CAT VARC

CAT Reading Comprehension Tips That Move Percentiles (Not Just Feel Productive)

Most reading comprehension tips for CAT repeat each other. These seven habits are mock-tested: spine sentences, trap labels, prediction-before-options, and review that fixes eye movement—not just answer keys.

Tip 1: Spine before options

After one forward read, write one sentence: What is the author arguing, and what are they unwilling to claim? If you cannot write it, you are not ready for options—no matter how familiar the topic sounds.

Tip 2: Predict, then match

Read the question stem. Close your eyes for three seconds. Answer in plain language. Only then scan options for a paraphrase of your sentence—not the prettiest wording.

Tip 3: Tag traps by name

Keep a tiny legend in your notebook:

  • S — shifted scope (true locally, false globally)
  • R — reversed causality
  • H — half-right (clause 1 exact, clause 2 false)
  • P — plausible outsider knowledge

When you miss a question, log one letter. Patterns appear faster than “I was careless.”

Tip 4: Paragraph roles, not rainbow highlights

Assign each paragraph one tag: Claim, Pivot, Evidence, Upshot. Highlighting without roles produces colour soup under VARC time.
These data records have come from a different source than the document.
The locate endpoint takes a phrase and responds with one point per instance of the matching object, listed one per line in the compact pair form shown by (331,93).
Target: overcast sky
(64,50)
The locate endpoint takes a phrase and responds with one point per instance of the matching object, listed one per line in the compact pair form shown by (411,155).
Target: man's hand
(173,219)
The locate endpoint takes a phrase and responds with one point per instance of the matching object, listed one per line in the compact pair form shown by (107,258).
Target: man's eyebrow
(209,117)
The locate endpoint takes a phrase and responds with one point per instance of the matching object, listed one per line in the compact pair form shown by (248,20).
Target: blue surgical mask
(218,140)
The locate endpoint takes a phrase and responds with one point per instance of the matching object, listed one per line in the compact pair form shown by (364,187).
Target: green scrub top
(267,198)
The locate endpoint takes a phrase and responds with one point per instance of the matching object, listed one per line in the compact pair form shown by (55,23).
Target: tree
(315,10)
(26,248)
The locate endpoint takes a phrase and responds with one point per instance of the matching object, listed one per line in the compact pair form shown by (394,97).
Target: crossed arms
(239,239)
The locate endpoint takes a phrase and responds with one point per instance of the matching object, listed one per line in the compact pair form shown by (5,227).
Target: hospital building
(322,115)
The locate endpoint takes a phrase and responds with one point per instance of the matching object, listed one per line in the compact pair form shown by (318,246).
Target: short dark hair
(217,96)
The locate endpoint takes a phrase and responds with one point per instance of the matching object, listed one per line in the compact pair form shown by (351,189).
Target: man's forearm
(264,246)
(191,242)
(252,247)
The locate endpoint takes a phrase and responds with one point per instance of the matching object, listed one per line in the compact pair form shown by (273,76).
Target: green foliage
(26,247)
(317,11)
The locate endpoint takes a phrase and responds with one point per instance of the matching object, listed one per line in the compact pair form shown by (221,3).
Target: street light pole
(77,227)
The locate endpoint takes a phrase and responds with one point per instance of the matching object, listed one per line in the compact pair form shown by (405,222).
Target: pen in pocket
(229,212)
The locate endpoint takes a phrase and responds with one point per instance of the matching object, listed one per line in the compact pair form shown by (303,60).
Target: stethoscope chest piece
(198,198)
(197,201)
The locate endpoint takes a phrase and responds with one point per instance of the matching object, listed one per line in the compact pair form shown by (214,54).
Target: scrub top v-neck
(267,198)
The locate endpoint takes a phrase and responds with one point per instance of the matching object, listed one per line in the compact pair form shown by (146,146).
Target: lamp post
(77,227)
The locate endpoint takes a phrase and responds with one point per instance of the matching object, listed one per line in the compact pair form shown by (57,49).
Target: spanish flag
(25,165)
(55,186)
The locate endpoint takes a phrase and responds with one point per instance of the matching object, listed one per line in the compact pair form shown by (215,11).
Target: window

Tip 5: Untimed accuracy is a lie

An RC accuracy that only appears without the clock will not travel to CAT. Alternate timed and untimed blocks, but weight timed performance when you prioritise.

Tip 6: Review eye movement, not only answers

On review, mark every regression. Ask whether it was diagnostic (named referent/negation) or fear. Fear regressions get a drill the next day—same passage type, forced-forward rule.

Tip 7: Topic familiarity is a trap

Familiar topics increase confidence and regression. Deliberately practise boring policy and abstract ethics passages—the genres CAT uses to separate 95 from 99.

What to ignore

  • Word lists without sentences
  • “Read newspapers” without timed checks
  • Speed claims without comprehension scores

Practice stack

Ten minutes daily on dense prose + one spine + two self-authored questions beats two hours of passive scrolling through RC PDFs you never interrogate.

CAT reading comprehension tips that work are boring on purpose. Boring builds percentiles.